Thursday, May 13, 2004

When everyone is in need of help
Alan Reynolds suggests a clever way to reduce the tax-burden:
I have discovered a foolproof strategy for beating the income tax, the Social Security tax and the Medicare tax: Lower your income.
Although not a very original idea, it's still fun to see it written out so clearly.

In many peoples mind, the government has a role when it comes to helping those who cannot work themselves or are suddenly faced with great difficulties of some sort, e.g. get a possible deadly disease which needs expensive treatment, or simply go broke. In order to finance this role, the government taxes those who work, saying it's "for their own best". I mean, we don't want diseases to kill of the poor or the poor to live in a society where they cannot educate themselves! But giving the government a role in providing everyone with a "fair chance" in life is a dangereous move, to say the least!

Most people don't need government support. They can afford to pay insurance, put aside money for hard times, own a house and a car, have good food on their tables and warm clothes on their shoulders and can take a nice summer-vacation. Most people in "free" economies are middle- and upper-class, although their livestyles vary greatly with income. Although the Left argues that income-inequality is bad in itself, this point should kindly be ignored. What is bad however, is how the poor are doing, and if they can afford to take time off, go to school or get health-care.
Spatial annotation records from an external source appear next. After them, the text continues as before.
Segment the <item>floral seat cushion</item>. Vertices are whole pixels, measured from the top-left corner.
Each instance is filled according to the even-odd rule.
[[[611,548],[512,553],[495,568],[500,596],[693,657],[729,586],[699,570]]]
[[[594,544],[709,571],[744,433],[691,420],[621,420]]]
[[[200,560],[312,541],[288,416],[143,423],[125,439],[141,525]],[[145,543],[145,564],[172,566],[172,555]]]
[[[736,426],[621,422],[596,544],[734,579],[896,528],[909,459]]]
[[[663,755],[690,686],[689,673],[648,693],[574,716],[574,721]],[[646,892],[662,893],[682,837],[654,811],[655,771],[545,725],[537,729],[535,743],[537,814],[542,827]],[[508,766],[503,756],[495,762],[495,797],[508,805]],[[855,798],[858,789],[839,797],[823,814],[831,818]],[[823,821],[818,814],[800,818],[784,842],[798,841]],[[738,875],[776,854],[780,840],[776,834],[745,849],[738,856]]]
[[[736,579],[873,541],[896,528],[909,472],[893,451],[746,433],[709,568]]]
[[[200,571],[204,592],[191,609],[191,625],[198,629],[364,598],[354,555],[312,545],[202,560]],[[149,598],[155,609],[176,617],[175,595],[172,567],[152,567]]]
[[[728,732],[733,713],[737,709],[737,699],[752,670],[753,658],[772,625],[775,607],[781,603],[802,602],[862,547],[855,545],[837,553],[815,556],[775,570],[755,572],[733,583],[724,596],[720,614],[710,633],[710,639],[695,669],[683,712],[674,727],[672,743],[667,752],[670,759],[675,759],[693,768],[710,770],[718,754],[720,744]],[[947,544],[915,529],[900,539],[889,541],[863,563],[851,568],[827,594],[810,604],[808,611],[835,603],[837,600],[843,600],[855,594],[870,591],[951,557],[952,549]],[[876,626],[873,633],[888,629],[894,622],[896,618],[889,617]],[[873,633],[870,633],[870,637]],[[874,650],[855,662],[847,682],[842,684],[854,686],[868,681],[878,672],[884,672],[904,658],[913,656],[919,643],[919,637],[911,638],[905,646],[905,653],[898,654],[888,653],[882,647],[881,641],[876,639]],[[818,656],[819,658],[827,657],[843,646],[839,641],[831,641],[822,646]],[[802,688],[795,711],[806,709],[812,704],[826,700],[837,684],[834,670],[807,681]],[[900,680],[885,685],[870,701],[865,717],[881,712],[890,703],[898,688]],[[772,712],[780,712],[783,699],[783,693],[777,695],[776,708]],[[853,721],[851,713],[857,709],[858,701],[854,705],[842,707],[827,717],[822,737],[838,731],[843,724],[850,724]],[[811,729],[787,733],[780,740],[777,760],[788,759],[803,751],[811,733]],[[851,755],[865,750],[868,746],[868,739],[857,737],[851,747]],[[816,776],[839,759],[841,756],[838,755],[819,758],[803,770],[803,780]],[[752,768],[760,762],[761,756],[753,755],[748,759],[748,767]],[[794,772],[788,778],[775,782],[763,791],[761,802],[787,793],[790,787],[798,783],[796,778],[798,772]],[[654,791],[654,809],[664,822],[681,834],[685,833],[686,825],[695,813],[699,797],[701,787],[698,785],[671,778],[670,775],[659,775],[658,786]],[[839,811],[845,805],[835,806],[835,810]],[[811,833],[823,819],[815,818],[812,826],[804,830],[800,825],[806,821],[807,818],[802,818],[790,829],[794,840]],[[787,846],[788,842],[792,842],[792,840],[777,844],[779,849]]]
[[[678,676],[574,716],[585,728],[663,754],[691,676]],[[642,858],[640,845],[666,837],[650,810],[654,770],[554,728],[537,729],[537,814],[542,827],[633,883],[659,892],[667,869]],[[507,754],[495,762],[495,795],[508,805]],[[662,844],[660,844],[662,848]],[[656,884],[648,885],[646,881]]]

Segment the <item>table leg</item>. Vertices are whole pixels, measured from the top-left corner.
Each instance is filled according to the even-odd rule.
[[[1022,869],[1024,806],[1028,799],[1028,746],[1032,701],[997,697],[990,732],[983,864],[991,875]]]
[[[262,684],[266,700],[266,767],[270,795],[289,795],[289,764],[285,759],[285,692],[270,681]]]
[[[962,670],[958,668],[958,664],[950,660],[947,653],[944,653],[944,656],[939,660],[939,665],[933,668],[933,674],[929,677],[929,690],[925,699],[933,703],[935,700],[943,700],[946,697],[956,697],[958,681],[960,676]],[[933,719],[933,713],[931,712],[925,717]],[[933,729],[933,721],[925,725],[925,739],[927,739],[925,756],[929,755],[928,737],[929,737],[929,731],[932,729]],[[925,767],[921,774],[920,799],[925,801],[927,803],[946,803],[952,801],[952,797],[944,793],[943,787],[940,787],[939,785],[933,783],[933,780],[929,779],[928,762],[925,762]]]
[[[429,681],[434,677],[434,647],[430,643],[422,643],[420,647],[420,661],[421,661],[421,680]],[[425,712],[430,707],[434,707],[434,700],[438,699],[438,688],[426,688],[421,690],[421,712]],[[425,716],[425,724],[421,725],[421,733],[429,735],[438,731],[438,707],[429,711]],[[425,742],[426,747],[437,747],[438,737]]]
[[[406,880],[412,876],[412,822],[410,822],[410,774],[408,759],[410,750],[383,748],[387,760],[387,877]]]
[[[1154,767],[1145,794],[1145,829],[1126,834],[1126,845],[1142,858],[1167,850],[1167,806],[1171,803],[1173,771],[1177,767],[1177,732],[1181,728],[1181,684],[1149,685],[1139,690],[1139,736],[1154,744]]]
But the government shouldn't have a part to play in helping the poor with their basic needs of any sort. The European social-democrats will argue that if the government doesn't provide for somekind of support, then no-one will. Taxing the working people heavily, and distributing the tax-income to various institutions, is in their mind the only way to "make sure" the poor can go to school and see a doctor.

This arguement has not proven correct. The government, however well-intended the politicians are, will not succed in this role. The government has time and time again proven that it will tax the working people only to create institutions that require more and more money to do less and less. This hurts the poor the most because their lives are already a thin line between food and no food, or education and health care and no such thing. The government will at some point have created a system which will make everyone needy for government support, and only a few evil "rich people" are said to be on their own. A family with good income made by people with good education, living in a big house, and owning two cars, will at some point have to seek to the government for help. When 40% of their income has been sliced away and all government-run services made 50% more expensive than they are in the hands of private entrepreneurs, they will need support when they have children, when they use the roads, when they owe money and when they need to see a doctor. In Iceland, even buying a piece of lamb-meat or a liter of milk is an action which the government has interfered with. By its role as a helper, the government has made sure that everyone is really in need for help.

Why is this the case? Why is this tolerated? For that I have no good answers really. I'm not sure if I would protest against government-action in helping those who need help if it only showed a slidest sign of doing its function well. But like with any operation which is free of competition and consumer-feedback, the government does not. I can't say, "hey you government-people, start helping my poor neighbour or else!", but instead must watch a good portion of my salary go into a system that may, but probably wont, give help to those who need it.

Therefore, I call myself a libertarian. Therefore, I have the energy to fight government-run welfare- and support-programs in any way I can.